Chemists have created a cheap, easy and energy efficient way to capture carbon dioxide from smokestacks, a key goal for the US and other nations as they seek to reduce greenhouse gas emissions.

The process for making the material could be scaled down to capture emissions from vehicle exhaust or other sources of carbon dioxide. Fossil fuel burning makes up 75% of all greenhouse gases in the US.

The new material is easy to make and can be used in a variety of ways.

We wanted to think about a cheap and easy source of carbon capture material. Jeffrey Reimer is the Professor of the Graduate School in the Department of Chemical and Biomolecular Engineering at the University of California, Berkeley.

The so-called melamine porous network captures carbon dioxide with an efficiency comparable to early results for another relatively recent material. UC Berkeley chemists created the first carbon-capture MOF in 2015, and subsequent versions have proven to be even more efficient at removing carbon dioxide from flue gases.

The author of the paper, Haiyan Mao of UC Berkeley, said that the materials used in the paper are more energy efficient than most MOFs. The low cost of porous melamine makes it possible for it to be used widely.

Mao said that the study focused on cheaper material design for capture and storage. A general industrialization method for sustainable CO 2 capture is created by this work. We hope we can design a future attachment for capturing car exhaust gas, or perhaps an attachment to a building or a coating on the surface of furniture.

The work is being done by a group at UC Berkeley led by Reimer, as well as a group atStanford University led by Yi Cui, who is director of the Precourt Institute for Energy. The co-first author of the book is a visiting scholar at UC Berkeley.

It will be carbon neutral by the end of the century.

A major interim strategy is to capture emissions of carbon dioxide, the main greenhouse gas, and store the gas underground or turn it into usable products. To reach an ambitious flue gas CO 2 capture efficiency target of 90%, the U.S. Department of Energy has announced $3.18 billion worth of projects. Net zero carbon emissions is the U.S. goal.

A simple, cheap material for carbon capture, perhaps from tailpipes
UC Berkeley researchers developed a brand-new family of sustainable, scalable, solid-state materials — polyamine-appended, cyanuric acid-stabilized, melamine nanoporous networks — that spontaneously adsorb CO2 for carbon capture and storage. In the graphic, carbon dioxide molecules (carbon in silver, oxygen in red) interact with amines in the material (nitrogen in blue, hydrogen in green), allowing the material to adsorb the gas from smokestack emissions. The yellow balls with arrows represent carbon-13 isotopes and their nuclear spins, which were employed in NMR studies of the material. Credit: Haiyan Mao and Jeffrey Reimer, UC Berkeley

Carbon capture isn't feasible. The best method of piping flue gases is through liquid amine. The carbon dioxide needs large amounts of energy to be released so that it can be stored underground. The amine mixture needs to be heated to between 120 and 150 degrees Celsius.

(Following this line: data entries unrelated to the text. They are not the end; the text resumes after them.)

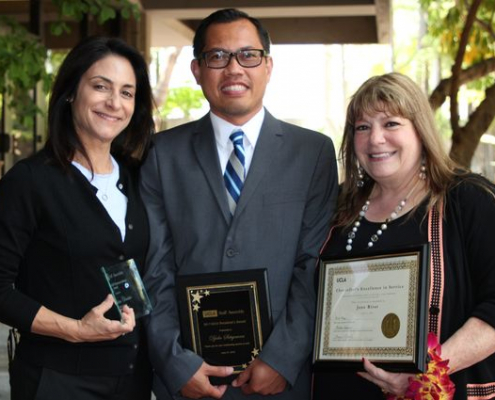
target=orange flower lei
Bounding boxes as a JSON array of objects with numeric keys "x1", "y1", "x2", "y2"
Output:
[{"x1": 386, "y1": 332, "x2": 455, "y2": 400}]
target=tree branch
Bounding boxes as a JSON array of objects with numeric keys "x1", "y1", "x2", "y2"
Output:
[
  {"x1": 430, "y1": 57, "x2": 495, "y2": 110},
  {"x1": 450, "y1": 0, "x2": 482, "y2": 135}
]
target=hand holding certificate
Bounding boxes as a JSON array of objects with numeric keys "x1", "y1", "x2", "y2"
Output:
[{"x1": 314, "y1": 245, "x2": 429, "y2": 372}]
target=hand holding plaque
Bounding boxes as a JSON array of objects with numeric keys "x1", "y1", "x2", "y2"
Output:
[
  {"x1": 101, "y1": 259, "x2": 152, "y2": 319},
  {"x1": 177, "y1": 269, "x2": 271, "y2": 384}
]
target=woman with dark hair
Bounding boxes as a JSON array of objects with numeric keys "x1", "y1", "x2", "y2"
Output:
[
  {"x1": 313, "y1": 73, "x2": 495, "y2": 400},
  {"x1": 0, "y1": 37, "x2": 154, "y2": 400}
]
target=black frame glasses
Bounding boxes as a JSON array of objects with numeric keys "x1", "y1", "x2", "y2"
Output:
[{"x1": 199, "y1": 49, "x2": 268, "y2": 69}]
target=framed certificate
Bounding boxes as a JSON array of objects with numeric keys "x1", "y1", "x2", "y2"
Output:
[
  {"x1": 176, "y1": 269, "x2": 271, "y2": 384},
  {"x1": 313, "y1": 244, "x2": 430, "y2": 372}
]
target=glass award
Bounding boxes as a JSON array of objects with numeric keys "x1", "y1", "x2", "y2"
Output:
[{"x1": 101, "y1": 259, "x2": 152, "y2": 319}]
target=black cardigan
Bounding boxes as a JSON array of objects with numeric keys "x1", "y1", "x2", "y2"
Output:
[{"x1": 0, "y1": 151, "x2": 149, "y2": 375}]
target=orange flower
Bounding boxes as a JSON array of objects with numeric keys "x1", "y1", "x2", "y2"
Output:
[{"x1": 387, "y1": 332, "x2": 455, "y2": 400}]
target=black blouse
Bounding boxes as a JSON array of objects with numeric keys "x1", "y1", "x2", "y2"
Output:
[{"x1": 0, "y1": 151, "x2": 149, "y2": 375}]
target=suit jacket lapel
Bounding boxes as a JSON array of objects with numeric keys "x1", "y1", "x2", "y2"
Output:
[
  {"x1": 234, "y1": 111, "x2": 284, "y2": 218},
  {"x1": 193, "y1": 114, "x2": 231, "y2": 223}
]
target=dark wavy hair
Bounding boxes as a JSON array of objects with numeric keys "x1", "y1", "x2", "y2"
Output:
[
  {"x1": 193, "y1": 8, "x2": 270, "y2": 59},
  {"x1": 45, "y1": 36, "x2": 155, "y2": 170}
]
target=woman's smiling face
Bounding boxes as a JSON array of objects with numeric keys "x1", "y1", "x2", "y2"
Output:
[
  {"x1": 354, "y1": 112, "x2": 423, "y2": 184},
  {"x1": 72, "y1": 55, "x2": 136, "y2": 146}
]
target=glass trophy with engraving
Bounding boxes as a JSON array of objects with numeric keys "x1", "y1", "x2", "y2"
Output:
[{"x1": 101, "y1": 259, "x2": 152, "y2": 319}]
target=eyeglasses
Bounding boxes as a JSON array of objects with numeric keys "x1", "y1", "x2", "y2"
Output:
[{"x1": 199, "y1": 49, "x2": 268, "y2": 69}]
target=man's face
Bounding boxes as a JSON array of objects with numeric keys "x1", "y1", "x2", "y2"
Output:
[{"x1": 191, "y1": 19, "x2": 273, "y2": 125}]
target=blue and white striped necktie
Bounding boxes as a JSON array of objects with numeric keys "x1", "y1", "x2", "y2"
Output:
[{"x1": 223, "y1": 130, "x2": 246, "y2": 215}]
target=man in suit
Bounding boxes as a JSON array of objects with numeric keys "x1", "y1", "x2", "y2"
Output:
[{"x1": 141, "y1": 9, "x2": 337, "y2": 400}]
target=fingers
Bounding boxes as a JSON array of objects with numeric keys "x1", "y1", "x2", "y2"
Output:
[
  {"x1": 93, "y1": 294, "x2": 114, "y2": 315},
  {"x1": 181, "y1": 362, "x2": 234, "y2": 399},
  {"x1": 358, "y1": 359, "x2": 413, "y2": 396},
  {"x1": 205, "y1": 363, "x2": 234, "y2": 378},
  {"x1": 121, "y1": 304, "x2": 136, "y2": 333},
  {"x1": 232, "y1": 367, "x2": 251, "y2": 387}
]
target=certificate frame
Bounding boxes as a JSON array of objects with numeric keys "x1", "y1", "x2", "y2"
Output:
[
  {"x1": 176, "y1": 269, "x2": 272, "y2": 384},
  {"x1": 313, "y1": 244, "x2": 430, "y2": 373}
]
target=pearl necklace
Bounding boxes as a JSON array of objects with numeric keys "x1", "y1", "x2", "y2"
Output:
[{"x1": 345, "y1": 180, "x2": 421, "y2": 251}]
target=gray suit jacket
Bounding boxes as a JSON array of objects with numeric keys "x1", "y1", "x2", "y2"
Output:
[{"x1": 141, "y1": 112, "x2": 338, "y2": 400}]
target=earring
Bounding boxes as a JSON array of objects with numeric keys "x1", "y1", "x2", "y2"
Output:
[
  {"x1": 356, "y1": 165, "x2": 364, "y2": 188},
  {"x1": 419, "y1": 159, "x2": 426, "y2": 181}
]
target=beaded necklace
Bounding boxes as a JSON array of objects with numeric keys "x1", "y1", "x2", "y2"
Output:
[{"x1": 345, "y1": 179, "x2": 421, "y2": 251}]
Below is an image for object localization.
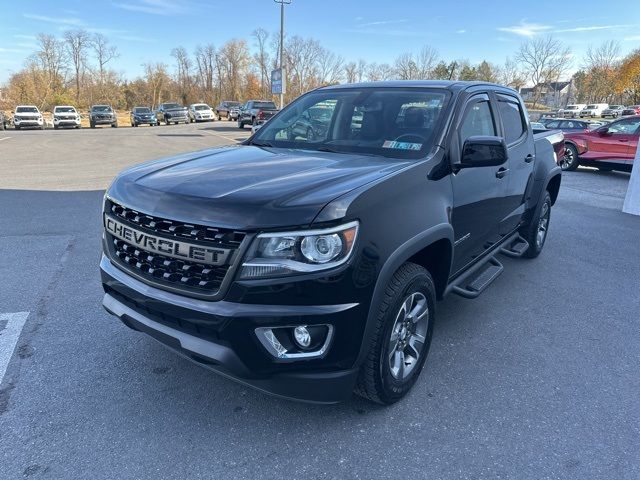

The CO 2 is captured at about 40 degrees Celsius, slightly above room temperature, and released at 80 degrees Celsius, below the boiling point of water. Not having to heat the substance saves energy.

In its research, the Berkeley/Stanford/Texas team focused on the common polymer melamine, which is used not only in Formica but also inexpensive dinnerware and utensils, industrial coating and other plastic products. The researchers thought they would be able to absorb CO 2 if they treated the powder with formaldehyde.

Adding another amine-based chemical, DETA, to bind CO 2 could be a way to improve the effect. Nearly all the carbon dioxide in a simulation flue gas mixture was absorbed within about 3 minutes, thanks to the addition of cyanuric acid.

It was possible to use the material over and over again.

Mao and her colleagues conducted research to understand how carbon capture works. During repeated cycles of carbon capture and regeneration, the hydrogen bonds formed between the cyanuric acid and the melamine network help prevent DETA from leaking out of the pores.

What Haiyan and her colleagues were able to show with these elegant techniques is exactly how these groups interplay, how CO 2 reacts with them, and how she can cycle CO 2 on and off many times. The rate at which CO 2 is adsorbed is very fast. It's incredibly cheap and easy to make, and all the practical aspects have been met.

Mao said that they used solid-state nuclear magnetic resonance techniques to understand the mechanism of the reaction. The work encourages the evolution of porous materials research from trial-and-error methods to rational, step-by-step, atomic-level modulation.

The carbon capture efficiency of the porous networks is being improved by tweaking the amine group. Dynamic combinatorial chemistry is used to vary the proportions of ingredients to achieve CO 2 capture.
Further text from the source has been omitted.